TRENTON – Former Hamilton Mayor John Bencivengo was sentenced Wednesday to serve more than three years behind bars for accepting $12,400 in bribes.
U.S. District Judge Anne Thompson referred to the case as “a tragedy,” saying Bencivengo “has thrown away so much for $12,400.” However, Thompson agreed with prosecutors who argued Bencivengo violated the public trust.
“The nonchalant way he seemed to think it was perfectly fine to take that money showed that he [lacked integrity],” she said.
Despite facing up to 20 years behind bars, sentencing guidelines recommended Bencivengo be sentenced between five and six years of jail time. Thompson sentenced him to 38 months for each of the five counts.
Bencivengo was also ordered to serve three years supervised release following jail time. He has 45 days to report to jail, according to the sentence.

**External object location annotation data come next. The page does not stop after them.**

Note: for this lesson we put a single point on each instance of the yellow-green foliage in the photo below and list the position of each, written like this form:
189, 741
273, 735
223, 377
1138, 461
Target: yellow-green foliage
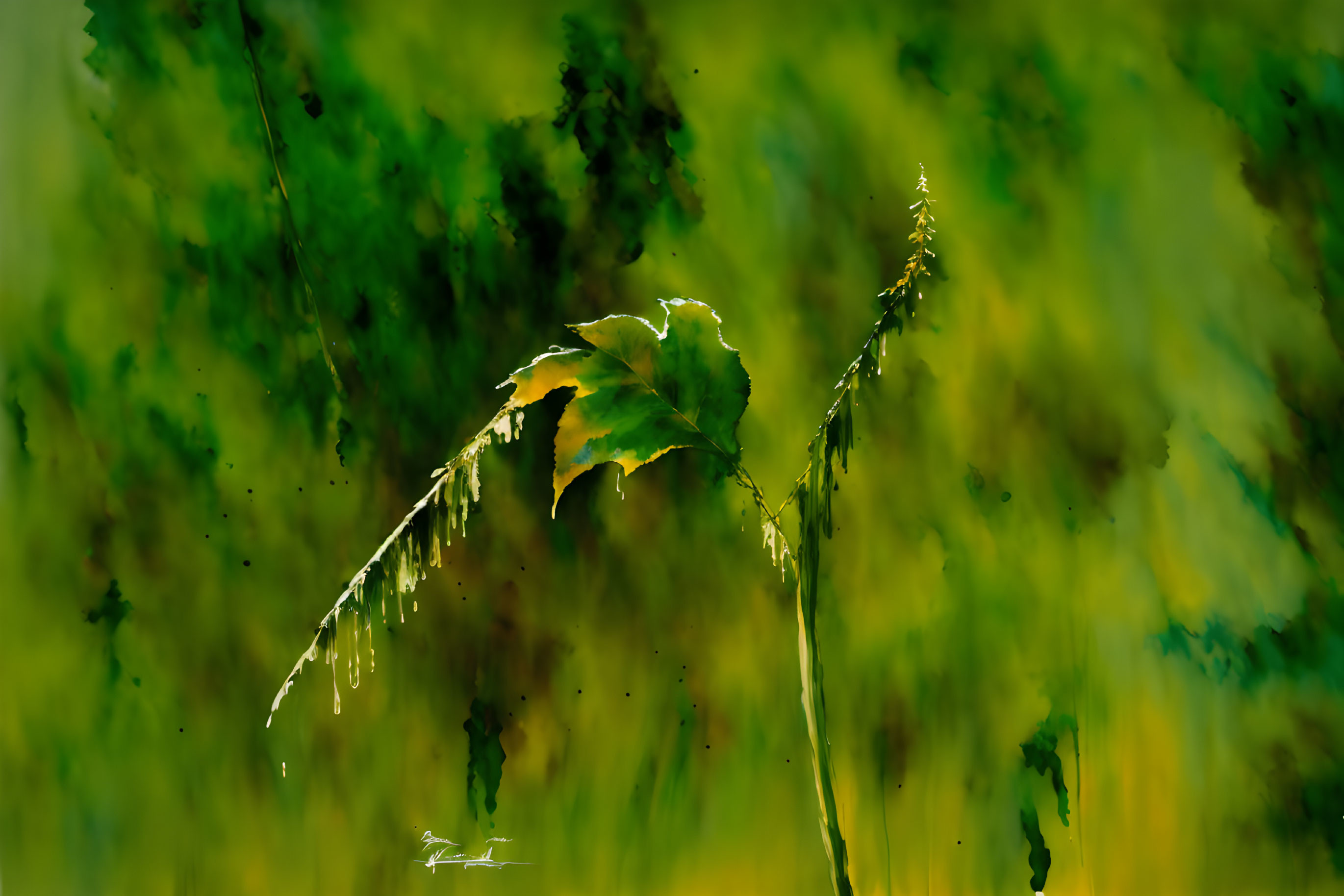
1100, 476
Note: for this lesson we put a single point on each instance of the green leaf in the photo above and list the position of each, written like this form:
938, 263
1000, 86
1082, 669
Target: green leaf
639, 393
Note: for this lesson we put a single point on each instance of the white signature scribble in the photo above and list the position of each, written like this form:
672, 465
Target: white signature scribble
441, 856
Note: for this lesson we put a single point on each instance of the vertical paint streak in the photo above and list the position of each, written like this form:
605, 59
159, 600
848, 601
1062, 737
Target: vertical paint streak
284, 194
810, 667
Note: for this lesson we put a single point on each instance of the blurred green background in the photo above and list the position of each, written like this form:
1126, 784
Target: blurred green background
1101, 476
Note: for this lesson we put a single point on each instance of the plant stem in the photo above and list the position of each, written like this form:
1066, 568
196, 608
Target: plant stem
812, 494
804, 566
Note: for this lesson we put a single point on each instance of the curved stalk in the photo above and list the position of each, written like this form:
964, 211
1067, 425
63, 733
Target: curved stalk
812, 494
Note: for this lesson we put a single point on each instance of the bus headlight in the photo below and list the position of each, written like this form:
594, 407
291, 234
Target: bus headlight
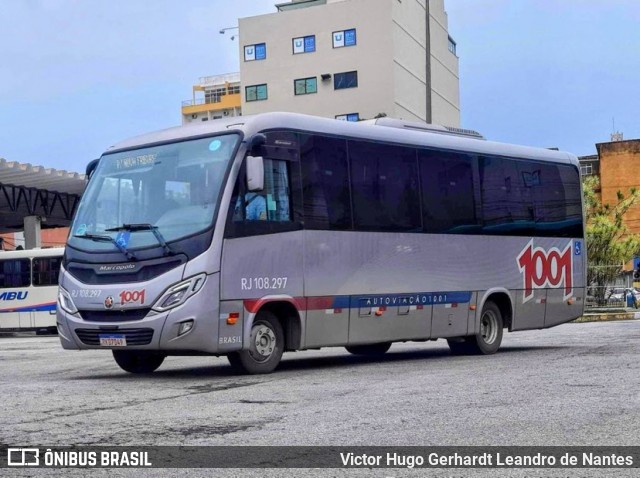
65, 301
177, 294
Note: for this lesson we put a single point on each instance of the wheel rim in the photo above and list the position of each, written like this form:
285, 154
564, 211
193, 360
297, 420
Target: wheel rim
263, 343
489, 327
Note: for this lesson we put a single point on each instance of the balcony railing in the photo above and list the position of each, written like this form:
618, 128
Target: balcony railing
208, 101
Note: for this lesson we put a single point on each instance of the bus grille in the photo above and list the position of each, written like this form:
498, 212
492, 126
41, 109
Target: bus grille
113, 315
133, 336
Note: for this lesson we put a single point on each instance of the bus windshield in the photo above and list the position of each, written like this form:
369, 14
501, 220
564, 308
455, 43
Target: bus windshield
152, 196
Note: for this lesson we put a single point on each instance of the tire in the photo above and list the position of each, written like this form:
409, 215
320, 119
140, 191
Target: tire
369, 349
486, 342
138, 361
266, 346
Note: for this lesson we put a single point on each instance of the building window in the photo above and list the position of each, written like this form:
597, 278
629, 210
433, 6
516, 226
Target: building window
452, 46
255, 52
349, 117
306, 86
344, 38
344, 80
255, 93
304, 44
586, 169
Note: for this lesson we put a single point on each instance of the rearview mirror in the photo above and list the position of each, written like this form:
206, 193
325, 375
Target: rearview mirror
255, 173
91, 167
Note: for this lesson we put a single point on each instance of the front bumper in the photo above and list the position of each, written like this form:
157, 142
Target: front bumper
156, 331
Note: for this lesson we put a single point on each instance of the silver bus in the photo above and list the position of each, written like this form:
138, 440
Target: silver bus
252, 236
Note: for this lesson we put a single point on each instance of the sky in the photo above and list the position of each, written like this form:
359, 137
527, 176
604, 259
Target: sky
77, 76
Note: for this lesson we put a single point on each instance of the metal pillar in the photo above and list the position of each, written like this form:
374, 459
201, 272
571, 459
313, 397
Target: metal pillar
32, 237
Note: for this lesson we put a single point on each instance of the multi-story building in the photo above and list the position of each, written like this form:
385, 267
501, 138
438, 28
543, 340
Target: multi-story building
351, 59
213, 97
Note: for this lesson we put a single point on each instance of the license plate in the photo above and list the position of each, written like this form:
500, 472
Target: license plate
113, 340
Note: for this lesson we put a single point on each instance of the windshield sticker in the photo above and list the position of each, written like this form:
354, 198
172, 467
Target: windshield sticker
136, 161
122, 239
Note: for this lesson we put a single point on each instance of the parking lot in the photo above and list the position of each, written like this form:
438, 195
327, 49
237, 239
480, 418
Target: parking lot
572, 385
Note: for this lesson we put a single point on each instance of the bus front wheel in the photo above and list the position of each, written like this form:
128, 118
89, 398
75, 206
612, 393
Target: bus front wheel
369, 349
488, 340
138, 361
266, 346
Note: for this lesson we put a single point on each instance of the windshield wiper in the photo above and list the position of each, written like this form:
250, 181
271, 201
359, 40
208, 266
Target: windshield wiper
98, 238
145, 227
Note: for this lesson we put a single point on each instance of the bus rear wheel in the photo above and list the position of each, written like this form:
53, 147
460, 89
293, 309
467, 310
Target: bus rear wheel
266, 346
138, 361
369, 349
488, 340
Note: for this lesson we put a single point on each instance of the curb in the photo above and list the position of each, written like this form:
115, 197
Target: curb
606, 317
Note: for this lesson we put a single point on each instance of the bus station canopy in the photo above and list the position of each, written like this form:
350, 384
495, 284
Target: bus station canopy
28, 190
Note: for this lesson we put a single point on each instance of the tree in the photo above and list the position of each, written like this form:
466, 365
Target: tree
609, 243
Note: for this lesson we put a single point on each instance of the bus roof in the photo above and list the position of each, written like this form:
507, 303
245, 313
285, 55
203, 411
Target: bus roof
26, 253
250, 125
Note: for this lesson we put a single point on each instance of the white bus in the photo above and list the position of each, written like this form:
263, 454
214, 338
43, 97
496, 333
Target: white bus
28, 289
252, 236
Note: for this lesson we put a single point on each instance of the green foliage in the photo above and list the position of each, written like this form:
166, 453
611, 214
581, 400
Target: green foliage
609, 243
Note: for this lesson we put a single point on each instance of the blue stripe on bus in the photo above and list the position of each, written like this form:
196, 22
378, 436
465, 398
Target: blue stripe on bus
51, 306
391, 300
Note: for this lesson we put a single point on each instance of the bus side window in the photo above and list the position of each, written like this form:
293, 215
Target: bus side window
46, 271
15, 273
266, 211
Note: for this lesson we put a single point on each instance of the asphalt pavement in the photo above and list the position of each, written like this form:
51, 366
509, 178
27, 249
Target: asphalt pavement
573, 385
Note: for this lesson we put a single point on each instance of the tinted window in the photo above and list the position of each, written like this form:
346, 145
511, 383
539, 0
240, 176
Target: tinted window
15, 273
325, 182
273, 202
530, 198
384, 187
46, 270
448, 192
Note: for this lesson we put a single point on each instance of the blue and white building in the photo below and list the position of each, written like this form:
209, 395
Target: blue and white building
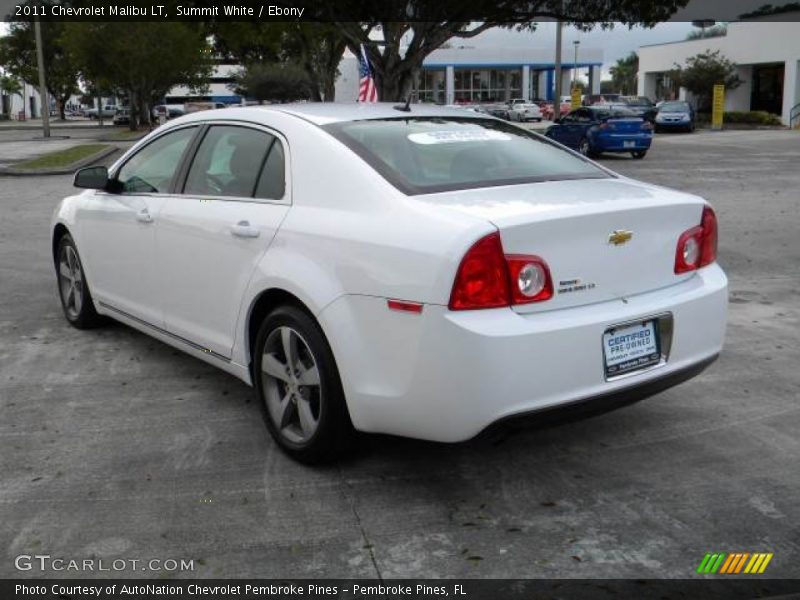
488, 74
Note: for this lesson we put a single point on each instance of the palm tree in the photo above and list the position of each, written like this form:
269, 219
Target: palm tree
625, 73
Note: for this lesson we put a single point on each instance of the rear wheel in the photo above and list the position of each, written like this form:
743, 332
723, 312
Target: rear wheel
73, 290
298, 384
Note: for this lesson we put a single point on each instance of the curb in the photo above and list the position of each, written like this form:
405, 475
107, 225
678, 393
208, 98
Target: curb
62, 170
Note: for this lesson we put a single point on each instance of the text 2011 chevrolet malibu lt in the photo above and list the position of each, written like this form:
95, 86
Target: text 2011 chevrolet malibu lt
423, 273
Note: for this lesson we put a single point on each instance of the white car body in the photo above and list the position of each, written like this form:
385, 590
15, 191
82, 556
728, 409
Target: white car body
344, 240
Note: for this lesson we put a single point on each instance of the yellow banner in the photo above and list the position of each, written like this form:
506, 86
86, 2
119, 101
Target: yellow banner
576, 97
718, 107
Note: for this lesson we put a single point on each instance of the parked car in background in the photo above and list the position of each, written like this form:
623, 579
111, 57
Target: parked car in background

A jury found the disgraced mayor guilty on five criminal counts in November following about four hours of deliberation.
Arrested in April, the Hamilton Republican was accused of taking bribes from insurance broker Marliese ‘Maria’ Ljuba in exchange for aiding Ljuba in maintaining the contract with the Hamilton Township school board. The money was laundered through another township employee under the guise of a furniture purchase. Bencivengo maintained that the money was a loan.
Ljuba, who was at one time a close friend of Bencivengo, became a cooperating witness for the FBI, wearing a wire to ensnare Bencivengo in the bribery probe.
“I take responsibility for my actions,” an emotional Bencivengo said to Thomspon prior to her handing down his sentence.
“I was never one to blame others,” he said, apologizing to the judge that this matter ever had to come before the court.
Prior to Bencivengo’s statement, his daughter asked Thompson to show mercy, saying her father was a hard-working man who had his life destroyed by this misstep.
Bencivengo could be seen wiping his eyes during his daughter’s emotional plea for leniency.
Earlier during the hearing, Bencivengo’s defense attorney, Jerome Ballarotto, argued the former mayor learned his lesson.
“There’s nothing left to do,” said Ballarotto, adding the criminal case has wiped Bencivengo out of his savings and pension, as well as having torn apart his relationship with his family.
“His life has been destroyed,” he said. “He has nothing left.”
Ballarotto once again argued in the courtroom that the $12,400 was a loan – not a bribe.
“He never violated the trust of the people of Hamilton Township as mayor,” he said. “[Ljuba] manipulated him.”
Ballarotto also called on a forensic psychologist to offer testimony about the former mayor.
The psychologist, Gerald Cooke, told the court Bencivengo began suffering from depression in 2001 and that the condition later turned into “severe depression.” Cooke told the judge Bencivengo’s depression impaired his ability to see the connection between Ljuba’s bribes.
“When an individual is depressed … he becomes preoccupied,” said Cooke, explaining Bencivengo’s depression stemmed from failed relationships with his ex-wife and from a former girlfriend.